Astrocyte inositol triphosphate receptor type 2 and cytosolic phospholipase A₂ alpha regulate arteriole responses in mouse neocortical brain slices

Functional hyperemia of the cerebral vascular system matches regional blood flow to the metabolic demands of the brain. One current model of neurovascular control holds that glutamate released by neurons activates group I metabotropic glutamate receptors (mGluRs) on astrocytes, resulting in the production of diffusible messengers that act to regulate smooth muscle cells surrounding cerebral arterioles. The acute mouse brain slice is an experimental system in which changes in arteriole diameter can precisely measured with light microscopy.
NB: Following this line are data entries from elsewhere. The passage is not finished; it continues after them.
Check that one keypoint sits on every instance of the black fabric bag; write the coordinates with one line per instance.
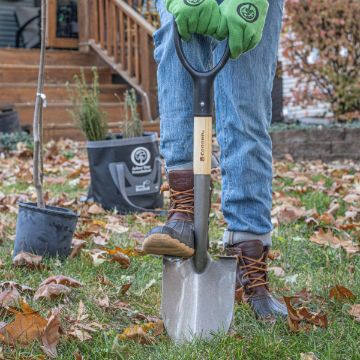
(126, 173)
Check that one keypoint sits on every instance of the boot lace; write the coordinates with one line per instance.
(255, 266)
(181, 201)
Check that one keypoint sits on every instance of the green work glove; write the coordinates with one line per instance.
(242, 21)
(194, 16)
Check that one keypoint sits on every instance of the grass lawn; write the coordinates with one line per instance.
(311, 188)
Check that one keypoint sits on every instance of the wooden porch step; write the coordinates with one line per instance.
(58, 113)
(53, 57)
(18, 73)
(25, 92)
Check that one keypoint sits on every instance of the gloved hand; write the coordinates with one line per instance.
(242, 21)
(194, 16)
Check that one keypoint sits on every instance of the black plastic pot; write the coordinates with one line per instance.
(45, 232)
(9, 121)
(126, 173)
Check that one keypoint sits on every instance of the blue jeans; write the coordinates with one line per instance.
(243, 116)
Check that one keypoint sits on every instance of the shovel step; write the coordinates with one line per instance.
(197, 305)
(163, 244)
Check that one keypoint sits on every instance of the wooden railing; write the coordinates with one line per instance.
(123, 38)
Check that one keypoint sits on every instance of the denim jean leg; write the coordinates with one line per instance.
(175, 91)
(243, 113)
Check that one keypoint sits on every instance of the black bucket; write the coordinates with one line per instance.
(9, 121)
(126, 173)
(45, 232)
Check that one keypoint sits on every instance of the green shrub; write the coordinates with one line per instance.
(322, 44)
(8, 142)
(133, 125)
(86, 111)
Stimulation of the brain slice triggers specific cellular responses that can be correlated to changes in arteriole diameter. Here we used inositol trisphosphate receptor type 2 (IP₃R2) and cytosolic phospholipase A₂ alpha (cPLA₂α) deficient mice to determine if astrocyte mGluR activation coupled to IP₃R2-mediated Ca²⁺ release and subsequent cPLA₂α activation is required for arteriole regulation. We measured changes in astrocyte cytosolic free Ca²⁺ and arteriole diameters in response to mGluR agonist or electrical field stimulation in acute neocortical mouse brain slices maintained in 95% or 20% O₂. Astrocyte Ca²⁺ and arteriole responses to mGluR activation were absent in IP₃R2^-/- slices. Astrocyte Ca²⁺ responses to mGluR activation were unchanged by deletion of cPLA₂α but arteriole responses to either mGluR agonist or electrical stimulation were ablated. The valence of changes in arteriole diameter (dilation/constriction) was dependent upon both stimulus and O₂ concentration. Neuron-derived NO and activation of the group I mGluRs are required for responses to electrical stimulation. These findings indicate that an mGluR/IP₃R2/cPLA₂α signaling cascade in astrocytes is required to transduce neuronal glutamate release into arteriole responses.